Hinduism is major religion in Ballia city, with 92,299 Hindus (88.39%), followed by 10,851 Muslims (10.39%) and 1.22% following other religions, includes Sikhs (0.23%), Christians (0.13%), Buddhists (0.04%), Jains (0.01%) and not stated (0.81%).

==Culture/Cityscape==
=== Dadri Mela (fair) ===
Dadri mela is the second largest cattle fair of India, which is held 5 km from Ballia, near NH 31 and 3 km from the bus station of Ballia city. The fair starts with people taking a holy dip in the river Ganges on the full moon of Kartik Poornima (October–November). This fair is held annually in the honour of Dardar Muni, the disciple of Maharishi Bhrigu.

This one-month-long fair is organised in two phases. The first phase starts ten days before the onset of Kartik Poornima, during which traders bring some excellent breeds of cattle from across India for sale/purchase. On or after Kartik Poornima, various cultural programs are organised and one can find here a large number of makeshift shops of various items during the next fortnight.

== Transportation ==
Ballia railway station caters to many trains daily including Special Vande Bharat Express and 2 Rajdhani Expresses. Train connectivity to major cities of India like Delhi, Mumbai, Kolkata, Chennai as well as to Lucknow, Kanpur, Aligarh, Agra, Bareilly, Varanasi and Allahabad via many trains is available.

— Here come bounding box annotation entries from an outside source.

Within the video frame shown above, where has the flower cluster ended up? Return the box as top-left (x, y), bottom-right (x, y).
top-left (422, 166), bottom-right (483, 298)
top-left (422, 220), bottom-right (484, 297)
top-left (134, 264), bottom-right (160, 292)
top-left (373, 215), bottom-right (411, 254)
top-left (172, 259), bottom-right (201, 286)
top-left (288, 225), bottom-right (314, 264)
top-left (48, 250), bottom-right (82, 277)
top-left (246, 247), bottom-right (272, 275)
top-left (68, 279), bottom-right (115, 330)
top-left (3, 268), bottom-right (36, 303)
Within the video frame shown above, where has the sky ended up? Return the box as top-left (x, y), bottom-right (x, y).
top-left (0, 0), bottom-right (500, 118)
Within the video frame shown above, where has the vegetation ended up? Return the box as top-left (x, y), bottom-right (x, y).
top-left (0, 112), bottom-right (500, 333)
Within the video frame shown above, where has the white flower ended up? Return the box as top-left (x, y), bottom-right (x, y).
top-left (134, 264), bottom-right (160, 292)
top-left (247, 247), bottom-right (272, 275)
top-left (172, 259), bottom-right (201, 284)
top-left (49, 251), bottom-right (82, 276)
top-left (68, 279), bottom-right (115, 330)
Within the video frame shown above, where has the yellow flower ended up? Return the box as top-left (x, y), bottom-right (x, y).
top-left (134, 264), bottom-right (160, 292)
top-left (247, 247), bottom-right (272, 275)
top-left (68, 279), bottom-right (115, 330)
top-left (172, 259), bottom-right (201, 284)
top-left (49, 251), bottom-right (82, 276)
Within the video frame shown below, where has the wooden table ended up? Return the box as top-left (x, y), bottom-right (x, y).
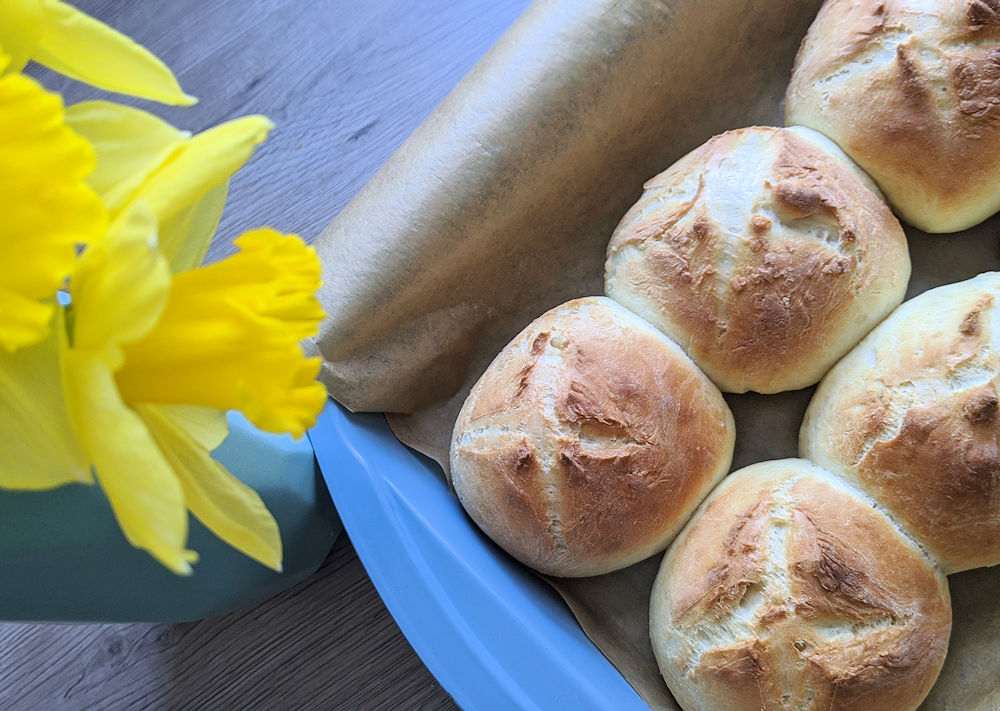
top-left (0, 0), bottom-right (528, 710)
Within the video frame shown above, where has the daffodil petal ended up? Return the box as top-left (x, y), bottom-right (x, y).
top-left (0, 309), bottom-right (93, 490)
top-left (116, 230), bottom-right (326, 436)
top-left (0, 289), bottom-right (53, 352)
top-left (66, 101), bottom-right (191, 216)
top-left (136, 405), bottom-right (281, 572)
top-left (124, 116), bottom-right (273, 222)
top-left (0, 75), bottom-right (106, 336)
top-left (33, 0), bottom-right (197, 106)
top-left (63, 349), bottom-right (195, 575)
top-left (155, 405), bottom-right (229, 452)
top-left (71, 205), bottom-right (170, 362)
top-left (0, 0), bottom-right (45, 74)
top-left (160, 182), bottom-right (229, 272)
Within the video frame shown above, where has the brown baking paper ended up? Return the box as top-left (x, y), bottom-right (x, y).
top-left (316, 0), bottom-right (1000, 711)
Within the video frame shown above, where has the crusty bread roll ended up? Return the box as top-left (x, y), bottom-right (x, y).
top-left (785, 0), bottom-right (1000, 232)
top-left (605, 127), bottom-right (910, 393)
top-left (451, 297), bottom-right (734, 576)
top-left (650, 459), bottom-right (951, 711)
top-left (799, 272), bottom-right (1000, 572)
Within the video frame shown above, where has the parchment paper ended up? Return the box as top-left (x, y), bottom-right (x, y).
top-left (316, 0), bottom-right (1000, 711)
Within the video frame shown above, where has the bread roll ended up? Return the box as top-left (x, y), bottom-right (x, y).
top-left (451, 297), bottom-right (734, 576)
top-left (605, 127), bottom-right (910, 393)
top-left (650, 459), bottom-right (951, 711)
top-left (785, 0), bottom-right (1000, 232)
top-left (799, 272), bottom-right (1000, 572)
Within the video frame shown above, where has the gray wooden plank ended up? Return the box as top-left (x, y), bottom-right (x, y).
top-left (0, 0), bottom-right (527, 711)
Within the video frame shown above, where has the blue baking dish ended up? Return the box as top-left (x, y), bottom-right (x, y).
top-left (309, 401), bottom-right (648, 711)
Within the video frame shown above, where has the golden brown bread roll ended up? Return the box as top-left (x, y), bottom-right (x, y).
top-left (785, 0), bottom-right (1000, 232)
top-left (650, 459), bottom-right (951, 711)
top-left (605, 127), bottom-right (910, 393)
top-left (799, 272), bottom-right (1000, 572)
top-left (451, 297), bottom-right (734, 576)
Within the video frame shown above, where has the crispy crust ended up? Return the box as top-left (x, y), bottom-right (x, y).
top-left (785, 0), bottom-right (1000, 232)
top-left (451, 297), bottom-right (734, 576)
top-left (650, 459), bottom-right (951, 711)
top-left (799, 273), bottom-right (1000, 572)
top-left (605, 127), bottom-right (910, 393)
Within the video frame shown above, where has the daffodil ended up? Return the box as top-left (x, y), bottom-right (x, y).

Ballia is well connected to the state capital Lucknow and the cities of Gorakhpur, Kanpur, Agra, Varanasi, Bareilly and Allahabad by road. The state bus corporation UPSRTC is the primary road transport media.

==Education==
===Universities and colleges===
The Jananayak Chandrashekhar University, Ballia is a state university established in 2016 by Government of Uttar Pradesh in Ballia, Uttar Pradesh.